Intervals of the form $[a_0,b)$, for $a_0$ the smallest element of $X$, if one exists.
Intervals of the form $(a,b_0]$ for $b_0$ the largest, if one exists.
Then $\mathcal{B}$ is a basis for the order topology on $X$.
It does not say intervals of the form $[a,b)$ and $(a,b]$ for any $a,b$, but only when the endpoints are the extrema of the order relation.
For example, take $[0,1]$ with the subspace topology in $\mathbb{R}$ with the standard topology. Then open sets which form a basis are of the form $(a,b), 0<a<b<1$, $[0,a)$ and $(b,1]$. This is what he means.
The order topology is meant to mimic our understanding of the order topology on $\mathbb{R}$. We want sets to be open which are unions of "open intervals", i.e. not containing their endpoints.
Edit: I'll add a bit more.
If you want the question as initially stated, then in fact every subset is open, so this is the discrete topology. To see this, if $[a,M)$ and $(-M,a]$ are in the basis for each $a, |a|<M$, then $\{a\}=[a,M)\cap (-M,a]$ is an open set for any $a$.
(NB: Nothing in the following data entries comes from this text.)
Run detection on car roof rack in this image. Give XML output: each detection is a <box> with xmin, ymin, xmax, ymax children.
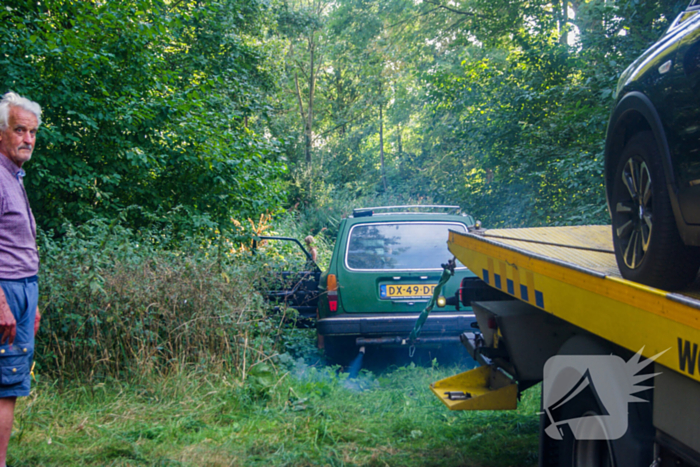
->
<box><xmin>352</xmin><ymin>204</ymin><xmax>461</xmax><ymax>217</ymax></box>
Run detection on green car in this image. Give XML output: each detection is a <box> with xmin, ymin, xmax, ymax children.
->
<box><xmin>316</xmin><ymin>206</ymin><xmax>477</xmax><ymax>364</ymax></box>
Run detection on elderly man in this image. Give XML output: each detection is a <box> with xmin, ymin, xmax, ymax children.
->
<box><xmin>0</xmin><ymin>92</ymin><xmax>41</xmax><ymax>467</ymax></box>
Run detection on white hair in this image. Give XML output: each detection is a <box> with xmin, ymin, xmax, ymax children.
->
<box><xmin>0</xmin><ymin>92</ymin><xmax>41</xmax><ymax>131</ymax></box>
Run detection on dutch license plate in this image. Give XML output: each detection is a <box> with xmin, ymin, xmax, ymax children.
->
<box><xmin>379</xmin><ymin>284</ymin><xmax>435</xmax><ymax>300</ymax></box>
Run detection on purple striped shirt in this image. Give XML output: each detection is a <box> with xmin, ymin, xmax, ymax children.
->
<box><xmin>0</xmin><ymin>153</ymin><xmax>39</xmax><ymax>279</ymax></box>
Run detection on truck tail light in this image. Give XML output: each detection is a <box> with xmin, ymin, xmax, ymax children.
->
<box><xmin>327</xmin><ymin>274</ymin><xmax>338</xmax><ymax>312</ymax></box>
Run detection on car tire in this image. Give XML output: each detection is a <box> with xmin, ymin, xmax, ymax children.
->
<box><xmin>610</xmin><ymin>131</ymin><xmax>700</xmax><ymax>290</ymax></box>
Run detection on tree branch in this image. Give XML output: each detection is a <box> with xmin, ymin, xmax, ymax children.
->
<box><xmin>423</xmin><ymin>0</ymin><xmax>487</xmax><ymax>18</ymax></box>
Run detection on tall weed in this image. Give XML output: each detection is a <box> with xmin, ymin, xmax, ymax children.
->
<box><xmin>37</xmin><ymin>220</ymin><xmax>288</xmax><ymax>379</ymax></box>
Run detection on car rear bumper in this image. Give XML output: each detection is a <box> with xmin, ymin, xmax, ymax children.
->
<box><xmin>316</xmin><ymin>311</ymin><xmax>476</xmax><ymax>337</ymax></box>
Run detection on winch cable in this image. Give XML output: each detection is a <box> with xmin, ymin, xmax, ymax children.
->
<box><xmin>406</xmin><ymin>257</ymin><xmax>456</xmax><ymax>346</ymax></box>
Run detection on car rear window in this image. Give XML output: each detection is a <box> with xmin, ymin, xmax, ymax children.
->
<box><xmin>345</xmin><ymin>222</ymin><xmax>467</xmax><ymax>271</ymax></box>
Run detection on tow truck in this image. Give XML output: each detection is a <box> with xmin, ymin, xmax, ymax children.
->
<box><xmin>431</xmin><ymin>226</ymin><xmax>700</xmax><ymax>467</ymax></box>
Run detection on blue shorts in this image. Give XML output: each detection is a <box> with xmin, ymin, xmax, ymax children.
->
<box><xmin>0</xmin><ymin>276</ymin><xmax>39</xmax><ymax>398</ymax></box>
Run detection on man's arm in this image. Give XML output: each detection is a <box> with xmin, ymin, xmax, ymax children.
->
<box><xmin>0</xmin><ymin>288</ymin><xmax>15</xmax><ymax>345</ymax></box>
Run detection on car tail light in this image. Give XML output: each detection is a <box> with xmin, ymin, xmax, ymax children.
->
<box><xmin>327</xmin><ymin>274</ymin><xmax>338</xmax><ymax>312</ymax></box>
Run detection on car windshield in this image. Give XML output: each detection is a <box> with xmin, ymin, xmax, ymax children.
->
<box><xmin>345</xmin><ymin>222</ymin><xmax>467</xmax><ymax>270</ymax></box>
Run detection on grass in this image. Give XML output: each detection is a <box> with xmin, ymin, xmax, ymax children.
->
<box><xmin>9</xmin><ymin>360</ymin><xmax>539</xmax><ymax>467</ymax></box>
An interesting note, though this is a bit more advanced, is that you CAN include one of those half open intervals, either $[a,b)$ or $(a,b]$, and get a topology which is not trivial or the standard order topology. When we take $\mathbb{R}$ and include sets of the form $[a,b)$ in the basis we get the so called lower limit topology. This has many interesting properties: it is non-metrizable, it doesn't have a countable basis, and is totally disconnected, all properties we normally associate with $\mathbb{R}$ with the order topology.